Thanks for providing detailed context about how specific versions of AS have 
handled XML, Andrew.  We are currently running 2.8.1.  Yes, I would like to try 
your fix.*  I would like to install it on our development instance and see what 
happens.  When you have a moment, please let me know how I would go about 
implementing your code.

*I don't know anything about EAD encoding, so remain uncertain whether or not 
these apparently missing semicolons count as EAD-compliant.

Kyle Breneman
Integrated Digital Services Librarian
The University of Baltimore
kbrene...@ubalt.edu<mailto:kbrene...@ubalt.edu>
I believe in freedom of thought and
freedom of speech. Do you?

From: archivesspace_users_group-boun...@lyralists.lyrasis.org 
<archivesspace_users_group-boun...@lyralists.lyrasis.org> On Behalf Of Andrew 
Morrison
Sent: Friday, January 7, 2022 5:19 AM
To: archivesspace_users_group@lyralists.lyrasis.org
Subject: Re: [Archivesspace_Users_Group] Advice on what to look for in AS logs 
after printing error?

[EXTERNAL EMAIL: This message originated from a non-UBalt email system.
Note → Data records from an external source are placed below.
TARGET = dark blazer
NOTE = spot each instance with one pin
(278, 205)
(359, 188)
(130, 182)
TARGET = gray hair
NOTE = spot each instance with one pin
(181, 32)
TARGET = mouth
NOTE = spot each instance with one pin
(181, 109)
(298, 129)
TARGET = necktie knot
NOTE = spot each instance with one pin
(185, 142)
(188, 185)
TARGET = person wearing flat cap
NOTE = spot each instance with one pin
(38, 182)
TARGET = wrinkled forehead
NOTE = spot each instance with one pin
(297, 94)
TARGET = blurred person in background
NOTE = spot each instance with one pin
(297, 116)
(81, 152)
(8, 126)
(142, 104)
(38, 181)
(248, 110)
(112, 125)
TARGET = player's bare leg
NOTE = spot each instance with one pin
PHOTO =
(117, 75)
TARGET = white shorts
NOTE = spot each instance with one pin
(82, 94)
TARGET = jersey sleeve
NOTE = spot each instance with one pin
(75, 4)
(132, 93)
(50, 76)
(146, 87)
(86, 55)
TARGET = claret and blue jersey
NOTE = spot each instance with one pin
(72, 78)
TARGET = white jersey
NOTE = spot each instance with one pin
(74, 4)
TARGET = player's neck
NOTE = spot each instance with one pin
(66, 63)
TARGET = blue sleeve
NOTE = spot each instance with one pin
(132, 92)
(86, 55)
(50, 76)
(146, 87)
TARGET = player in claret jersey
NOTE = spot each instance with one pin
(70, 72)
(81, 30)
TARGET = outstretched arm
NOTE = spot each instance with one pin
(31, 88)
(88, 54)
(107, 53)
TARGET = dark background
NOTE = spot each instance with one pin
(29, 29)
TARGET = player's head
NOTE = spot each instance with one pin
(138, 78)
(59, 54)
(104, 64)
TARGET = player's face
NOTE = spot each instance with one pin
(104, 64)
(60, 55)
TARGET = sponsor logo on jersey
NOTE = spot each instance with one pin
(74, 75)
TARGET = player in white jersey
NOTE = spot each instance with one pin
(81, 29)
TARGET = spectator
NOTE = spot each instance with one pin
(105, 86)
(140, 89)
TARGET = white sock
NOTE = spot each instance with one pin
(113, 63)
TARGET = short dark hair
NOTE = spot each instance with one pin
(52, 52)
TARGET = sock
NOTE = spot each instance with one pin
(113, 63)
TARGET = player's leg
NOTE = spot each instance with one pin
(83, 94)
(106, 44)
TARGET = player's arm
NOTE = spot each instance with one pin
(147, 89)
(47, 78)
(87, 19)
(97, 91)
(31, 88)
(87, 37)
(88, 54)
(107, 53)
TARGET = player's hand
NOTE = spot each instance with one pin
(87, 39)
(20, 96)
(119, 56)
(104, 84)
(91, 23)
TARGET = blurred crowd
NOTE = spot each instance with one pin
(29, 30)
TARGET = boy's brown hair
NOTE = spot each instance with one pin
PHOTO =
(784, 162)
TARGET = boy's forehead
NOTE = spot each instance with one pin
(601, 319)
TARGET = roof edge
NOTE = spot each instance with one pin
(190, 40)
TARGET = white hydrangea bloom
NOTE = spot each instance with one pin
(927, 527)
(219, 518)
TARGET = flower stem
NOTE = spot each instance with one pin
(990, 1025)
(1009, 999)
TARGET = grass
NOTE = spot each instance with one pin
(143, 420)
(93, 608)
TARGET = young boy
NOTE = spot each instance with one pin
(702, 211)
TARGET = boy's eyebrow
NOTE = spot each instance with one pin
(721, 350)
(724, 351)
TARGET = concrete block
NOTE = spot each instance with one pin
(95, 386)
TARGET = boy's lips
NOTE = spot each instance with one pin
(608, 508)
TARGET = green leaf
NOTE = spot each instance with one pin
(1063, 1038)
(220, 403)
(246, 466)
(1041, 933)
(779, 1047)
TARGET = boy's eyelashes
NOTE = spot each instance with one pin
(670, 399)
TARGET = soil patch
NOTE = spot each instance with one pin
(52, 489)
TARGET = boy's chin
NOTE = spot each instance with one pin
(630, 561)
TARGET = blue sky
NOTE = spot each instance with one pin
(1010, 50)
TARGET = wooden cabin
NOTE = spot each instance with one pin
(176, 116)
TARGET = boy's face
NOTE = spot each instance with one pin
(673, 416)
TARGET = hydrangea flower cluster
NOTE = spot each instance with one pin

Hover 
over any links before clicking and use caution when opening attachments.]


My fix should prevent all "Failed to clean XML: The reference to entity..." 
errors triggered by EAD-compliant encoding. But, depending on what version of 
ArchivesSpace you are running, it may only make a difference in niche cases. As 
I understand it (although Blake may wish to correct me if I am wrong) the 
timeline is this:

Up to 2.7.0, PDFs generated by the PUI did not fail in this precise way, at 
least not if your records used EAD-compliant encoding of characters such as 
ampersands, greater-than, less-than, etc.

In 2.7.1, a change was made to allow people to include a HTML entity reference, 
specifically the one for non-breaking spaces (&nbsp;) in their records. That is 
not strictly EAD-compliant encoding, but some people use them for formatting 
purposes, or because their records are converted from old web pages. But that 
broke generation of PDFs for records containing EAD-compliant encoding of 
ampersands which happened to be immediately followed by an uppercase letter 
(e.g. "B&amp;W").

In 2.8.1, the case of ampersands immediately followed by an uppercase letter 
was fixed, but PDFs will still fail if a record contains an ampersand 
immediately followed by a character which isn't an ASCII upper or lowercase 
alphabetic character or space. The specific case I've encountered is numbers in 
citations of printed resources (e.g. "Vols. 1&amp;2") but it could also happen 
with UTF-8 characters outside the ASCII range.

Now, my proposed fix would, I believe, prevent PDFs from breaking whatever 
immediately follows an ampersand. Also potentially other problems such as 
records containing &lt; in certain contexts. Admittedly these are rare, but if 
you've got enough records they will occur somewhere, and they are fiendishly 
difficult to track down.

So, if you are running 2.7.1 or 2.8.0, and you are sure that your records only 
contain things like "B&amp;W", and never things like "Vols. 1&amp;2", then 
upgrading to 2.8.1 or higher would probably fix your problem.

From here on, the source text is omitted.